Gease also answered allegations leveled by Rep. Kelly Wolf, R-Kenai, that the group maintains a large fund balance that runs counter to laws on how nonprofit groups can use gaming funds.

He said KRSA does indeed maintain a "continuity fund," but that the practice is common for nonprofits and essential to ensure that KRSA's "ongoing projects will be funded now and forever."

"The purpose of the KRSA continuity fund is to cover administrative and maintenance costs of recurring projects as well as capital costs associated with new projects," Gease said.

Gease further noted that only a small portion of its program expenses budget goes toward work at the Board of Fisheries.

"As a side note, less than 2 percent of our program expenses go to KRSA education efforts at the Board of Fisheries," Gease said.

Following his remarks, Gease briefly allowed KRSMA board members to question him about KRSA's work. That's when things began to get a bit heated, as KRSMA board member Roland Maw questioned the legality of KRSA's use of gaming funds the group raises approximately $150,000 annually from its pull-tab operation and the Classic auction as they relate to the efforts at the board of fish level.

"Is KRSA in compliance with 501(c)3 tax requirements?" Maw asked.

"Yes we are," Gease replied. "We don't engage in political activity other than that allowed by our 501(c)3 status."

Maw then questioned whether the Classic is indeed a fishing derby, something Wolf has in the past questioned because state statutes and the Kenai River Management Plan both regulate how derby monies can be spent.

"Is the Classic a derby?" Maw asked.

"A what?" Gease asked.

"A fishing derby," Maw clarified.

"We are currently in discussions with the Department of Revenue," Gease replied.

In an interview last week, Gease said KRSA is working with the Department of Revenue in order to clarify the Classic's status.

However those discussions turn out, he said he is confident that KRSA is not in any major violations and said there is no doubt the event will continue as planned this summer.

"If we're out of line, let us know, but we don't believe we are," he said.

The issue of whether the Classic is a derby, he said, is not an issue anyway.
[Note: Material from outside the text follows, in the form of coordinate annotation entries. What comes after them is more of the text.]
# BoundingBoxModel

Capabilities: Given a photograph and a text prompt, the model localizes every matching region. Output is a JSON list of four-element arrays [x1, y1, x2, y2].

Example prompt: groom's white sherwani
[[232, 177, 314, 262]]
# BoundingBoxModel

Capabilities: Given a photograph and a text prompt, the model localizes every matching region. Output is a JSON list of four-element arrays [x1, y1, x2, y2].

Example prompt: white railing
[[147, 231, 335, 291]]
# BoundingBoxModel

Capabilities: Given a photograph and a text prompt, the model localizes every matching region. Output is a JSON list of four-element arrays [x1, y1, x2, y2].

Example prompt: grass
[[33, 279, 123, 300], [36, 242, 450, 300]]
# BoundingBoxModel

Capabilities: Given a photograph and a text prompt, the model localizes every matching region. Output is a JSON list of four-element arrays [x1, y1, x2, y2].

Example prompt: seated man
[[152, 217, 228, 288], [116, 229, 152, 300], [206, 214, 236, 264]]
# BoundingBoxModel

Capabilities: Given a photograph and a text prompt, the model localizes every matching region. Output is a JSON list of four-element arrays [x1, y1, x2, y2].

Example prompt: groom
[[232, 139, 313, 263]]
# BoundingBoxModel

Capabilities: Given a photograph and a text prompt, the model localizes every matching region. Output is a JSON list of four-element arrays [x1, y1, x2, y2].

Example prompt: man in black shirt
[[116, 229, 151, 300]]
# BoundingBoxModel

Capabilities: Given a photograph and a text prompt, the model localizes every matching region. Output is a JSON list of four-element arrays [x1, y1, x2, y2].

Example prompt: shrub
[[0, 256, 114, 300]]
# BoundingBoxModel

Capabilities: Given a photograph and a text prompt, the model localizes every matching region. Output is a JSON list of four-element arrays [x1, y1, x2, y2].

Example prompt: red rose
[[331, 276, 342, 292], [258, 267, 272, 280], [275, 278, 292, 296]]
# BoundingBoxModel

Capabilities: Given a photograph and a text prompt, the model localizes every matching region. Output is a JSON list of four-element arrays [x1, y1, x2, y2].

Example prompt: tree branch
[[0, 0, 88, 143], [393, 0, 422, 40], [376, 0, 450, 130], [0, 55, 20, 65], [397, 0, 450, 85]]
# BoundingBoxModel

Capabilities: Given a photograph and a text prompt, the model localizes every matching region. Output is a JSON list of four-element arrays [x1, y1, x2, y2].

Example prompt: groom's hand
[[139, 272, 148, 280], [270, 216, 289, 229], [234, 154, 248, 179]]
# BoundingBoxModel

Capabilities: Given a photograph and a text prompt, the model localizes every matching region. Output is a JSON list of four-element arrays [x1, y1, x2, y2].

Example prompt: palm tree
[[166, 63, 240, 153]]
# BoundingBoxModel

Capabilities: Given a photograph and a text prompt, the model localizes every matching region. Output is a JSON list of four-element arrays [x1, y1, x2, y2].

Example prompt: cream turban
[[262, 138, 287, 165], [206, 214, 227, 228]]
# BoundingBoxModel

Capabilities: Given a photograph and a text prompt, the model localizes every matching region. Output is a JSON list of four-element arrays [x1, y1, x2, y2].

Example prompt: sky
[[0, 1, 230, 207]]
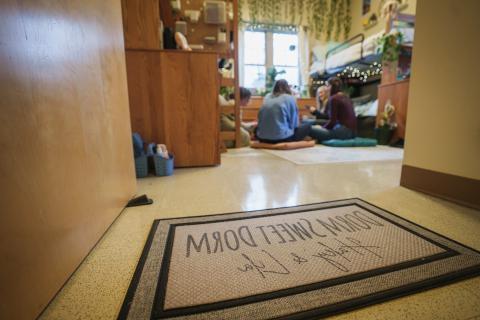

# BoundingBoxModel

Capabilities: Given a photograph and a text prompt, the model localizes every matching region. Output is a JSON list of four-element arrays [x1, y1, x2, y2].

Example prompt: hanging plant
[[334, 0, 345, 41], [343, 0, 352, 39], [248, 0, 259, 22], [239, 0, 352, 41]]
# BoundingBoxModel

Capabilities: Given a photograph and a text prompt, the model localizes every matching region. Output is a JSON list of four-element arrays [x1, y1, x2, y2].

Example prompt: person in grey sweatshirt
[[255, 79, 311, 143]]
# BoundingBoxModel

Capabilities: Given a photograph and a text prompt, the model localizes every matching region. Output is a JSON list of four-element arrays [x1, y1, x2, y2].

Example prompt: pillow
[[322, 137, 377, 147], [354, 100, 378, 117], [250, 140, 315, 150]]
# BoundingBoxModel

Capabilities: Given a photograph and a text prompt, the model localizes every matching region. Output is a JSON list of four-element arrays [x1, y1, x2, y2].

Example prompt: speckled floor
[[40, 148, 480, 320]]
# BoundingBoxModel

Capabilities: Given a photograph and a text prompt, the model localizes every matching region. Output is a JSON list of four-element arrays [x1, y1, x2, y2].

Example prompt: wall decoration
[[362, 0, 372, 15], [239, 0, 352, 41]]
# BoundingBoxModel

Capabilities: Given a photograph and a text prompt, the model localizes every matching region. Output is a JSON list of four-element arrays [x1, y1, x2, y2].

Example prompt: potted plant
[[265, 67, 286, 94], [375, 100, 397, 145], [377, 32, 403, 84]]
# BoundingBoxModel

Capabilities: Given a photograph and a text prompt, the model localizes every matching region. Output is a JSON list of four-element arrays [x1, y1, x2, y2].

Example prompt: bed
[[312, 24, 414, 79]]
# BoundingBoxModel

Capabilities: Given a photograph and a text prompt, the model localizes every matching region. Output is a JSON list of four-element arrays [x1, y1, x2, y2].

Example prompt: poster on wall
[[362, 0, 372, 15]]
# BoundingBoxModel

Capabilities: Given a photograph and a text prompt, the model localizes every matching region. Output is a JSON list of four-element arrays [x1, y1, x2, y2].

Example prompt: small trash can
[[153, 153, 174, 177], [375, 127, 394, 145], [135, 155, 148, 178]]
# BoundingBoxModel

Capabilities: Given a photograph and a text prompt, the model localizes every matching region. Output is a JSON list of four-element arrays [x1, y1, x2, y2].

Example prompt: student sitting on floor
[[255, 79, 311, 143], [219, 87, 252, 148], [310, 77, 357, 142]]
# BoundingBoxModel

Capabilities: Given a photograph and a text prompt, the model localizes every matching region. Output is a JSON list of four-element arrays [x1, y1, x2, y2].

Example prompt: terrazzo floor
[[40, 148, 480, 320]]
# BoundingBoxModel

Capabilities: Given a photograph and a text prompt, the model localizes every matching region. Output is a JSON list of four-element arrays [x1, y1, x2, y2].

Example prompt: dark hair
[[327, 77, 343, 96], [240, 87, 252, 100], [273, 79, 292, 96], [228, 87, 252, 100]]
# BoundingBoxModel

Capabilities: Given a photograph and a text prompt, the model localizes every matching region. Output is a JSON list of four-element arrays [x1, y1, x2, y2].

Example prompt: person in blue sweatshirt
[[255, 79, 311, 143]]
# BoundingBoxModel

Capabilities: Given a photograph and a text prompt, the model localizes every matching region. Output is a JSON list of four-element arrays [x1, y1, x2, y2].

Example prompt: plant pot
[[381, 60, 398, 84], [375, 126, 395, 145]]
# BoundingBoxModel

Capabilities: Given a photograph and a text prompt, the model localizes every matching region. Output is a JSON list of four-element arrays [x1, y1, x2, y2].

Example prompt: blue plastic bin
[[153, 154, 173, 177], [135, 155, 148, 178]]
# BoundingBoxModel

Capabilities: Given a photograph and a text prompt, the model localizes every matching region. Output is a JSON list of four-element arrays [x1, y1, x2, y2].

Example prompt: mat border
[[118, 198, 480, 320]]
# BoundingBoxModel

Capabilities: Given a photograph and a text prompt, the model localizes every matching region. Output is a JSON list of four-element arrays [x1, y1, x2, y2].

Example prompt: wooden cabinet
[[126, 50, 220, 167], [122, 0, 163, 49], [377, 79, 410, 143]]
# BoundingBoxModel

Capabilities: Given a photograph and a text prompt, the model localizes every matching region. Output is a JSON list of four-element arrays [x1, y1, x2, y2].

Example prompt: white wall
[[404, 0, 480, 180]]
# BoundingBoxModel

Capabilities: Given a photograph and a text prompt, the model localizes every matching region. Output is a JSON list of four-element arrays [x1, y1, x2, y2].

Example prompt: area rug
[[119, 199, 480, 319], [263, 146, 403, 165]]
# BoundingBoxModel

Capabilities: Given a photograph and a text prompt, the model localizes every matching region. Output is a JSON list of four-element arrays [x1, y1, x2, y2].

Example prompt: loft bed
[[311, 14, 415, 81], [311, 14, 415, 138]]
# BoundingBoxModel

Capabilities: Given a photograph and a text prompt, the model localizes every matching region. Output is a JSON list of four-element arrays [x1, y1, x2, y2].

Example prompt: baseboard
[[400, 165, 480, 209]]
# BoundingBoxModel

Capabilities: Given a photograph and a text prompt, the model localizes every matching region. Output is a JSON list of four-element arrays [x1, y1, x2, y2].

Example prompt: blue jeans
[[310, 124, 355, 142]]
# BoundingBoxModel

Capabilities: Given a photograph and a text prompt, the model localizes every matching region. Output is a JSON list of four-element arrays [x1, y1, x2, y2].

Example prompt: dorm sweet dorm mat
[[119, 199, 480, 319]]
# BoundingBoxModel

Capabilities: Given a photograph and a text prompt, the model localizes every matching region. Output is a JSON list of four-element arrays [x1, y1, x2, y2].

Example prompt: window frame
[[242, 30, 302, 89]]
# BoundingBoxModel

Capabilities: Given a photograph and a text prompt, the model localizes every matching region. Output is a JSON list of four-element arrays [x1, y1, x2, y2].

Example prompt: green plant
[[239, 0, 352, 41], [378, 100, 397, 130], [377, 32, 403, 62], [220, 87, 234, 100]]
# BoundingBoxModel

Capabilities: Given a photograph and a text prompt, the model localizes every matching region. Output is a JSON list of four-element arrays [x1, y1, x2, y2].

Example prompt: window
[[243, 31, 300, 88]]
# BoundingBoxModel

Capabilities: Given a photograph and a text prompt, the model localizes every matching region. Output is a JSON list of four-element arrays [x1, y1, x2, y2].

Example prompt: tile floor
[[40, 148, 480, 320]]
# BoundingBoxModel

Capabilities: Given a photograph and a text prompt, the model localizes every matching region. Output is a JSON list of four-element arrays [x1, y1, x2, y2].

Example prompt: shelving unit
[[122, 0, 220, 167]]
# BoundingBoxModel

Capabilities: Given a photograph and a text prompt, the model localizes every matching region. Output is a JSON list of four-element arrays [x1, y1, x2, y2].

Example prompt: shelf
[[220, 131, 235, 141]]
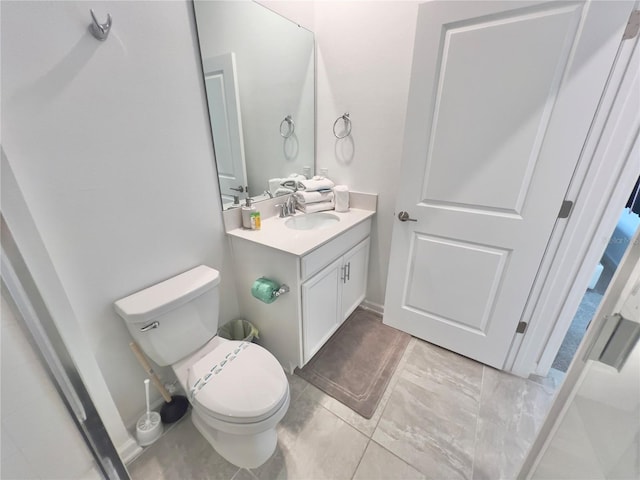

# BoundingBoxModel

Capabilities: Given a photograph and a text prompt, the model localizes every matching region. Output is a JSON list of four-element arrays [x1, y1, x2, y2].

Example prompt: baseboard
[[360, 298, 384, 315], [117, 437, 142, 465]]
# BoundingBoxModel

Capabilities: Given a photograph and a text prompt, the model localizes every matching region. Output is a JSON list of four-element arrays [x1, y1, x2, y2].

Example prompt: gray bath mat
[[295, 308, 411, 418]]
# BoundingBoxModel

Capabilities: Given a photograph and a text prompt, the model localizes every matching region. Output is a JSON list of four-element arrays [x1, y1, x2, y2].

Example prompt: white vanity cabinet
[[230, 216, 372, 372], [302, 237, 370, 363]]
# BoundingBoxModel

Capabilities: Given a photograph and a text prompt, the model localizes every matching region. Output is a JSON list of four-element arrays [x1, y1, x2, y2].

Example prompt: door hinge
[[622, 10, 640, 40], [558, 200, 573, 218]]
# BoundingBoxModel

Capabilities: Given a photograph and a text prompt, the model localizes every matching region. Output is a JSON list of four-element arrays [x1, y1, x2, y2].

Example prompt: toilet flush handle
[[140, 321, 160, 332]]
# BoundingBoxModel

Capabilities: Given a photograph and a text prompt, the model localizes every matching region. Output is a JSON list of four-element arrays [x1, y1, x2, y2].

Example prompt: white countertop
[[227, 208, 376, 256]]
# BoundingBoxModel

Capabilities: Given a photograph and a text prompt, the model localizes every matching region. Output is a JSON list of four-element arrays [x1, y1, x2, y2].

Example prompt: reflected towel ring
[[333, 112, 351, 139], [280, 115, 296, 138]]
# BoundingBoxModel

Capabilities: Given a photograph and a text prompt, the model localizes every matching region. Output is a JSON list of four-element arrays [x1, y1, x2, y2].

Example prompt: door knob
[[398, 211, 418, 222]]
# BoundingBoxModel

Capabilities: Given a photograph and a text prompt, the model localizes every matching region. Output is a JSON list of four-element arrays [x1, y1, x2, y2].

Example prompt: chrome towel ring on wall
[[333, 112, 351, 139], [280, 115, 296, 138]]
He said KRSA did not file a report on the Classic as a derby in the past two years simply because it was led to believe by the state that such paperwork was unnecessary. If the state comes back to KRSA and says it needs to file for a gaming license for the Classic, he said the organization would be happy to do so.

"We will definitely be in compliance with anything the state has in terms of the last two years," Gease said.

From Juneau, Wolf said last week he believes the issue is a much bigger deal than KRSA would have people believe. It's his contention, he said, that the real issue is whether KRSA's continuity fund is illegal because state gaming statutes say gaming revenues must be spent within 12 months of being earned.

"Why is Kenai River Sportfishing the only organization not required to follow the gaming rules?" Wolf asked.

Wolf renewed his challenge to KRSA's board of directors to step down in light of the current situation.

"There has been a tremendous amount of rhetoric generated by that board of directors," Wolf said. "That rhetoric needs to end."

Gease said none of the board members have any intention of stepping down. Gease questioned why a public official would call for a private nonprofit board of directors to step aside.

"It's a frightening proposition when legislators think they can wield power over a private organization and dictate who they're going to have on their board of directors," he said.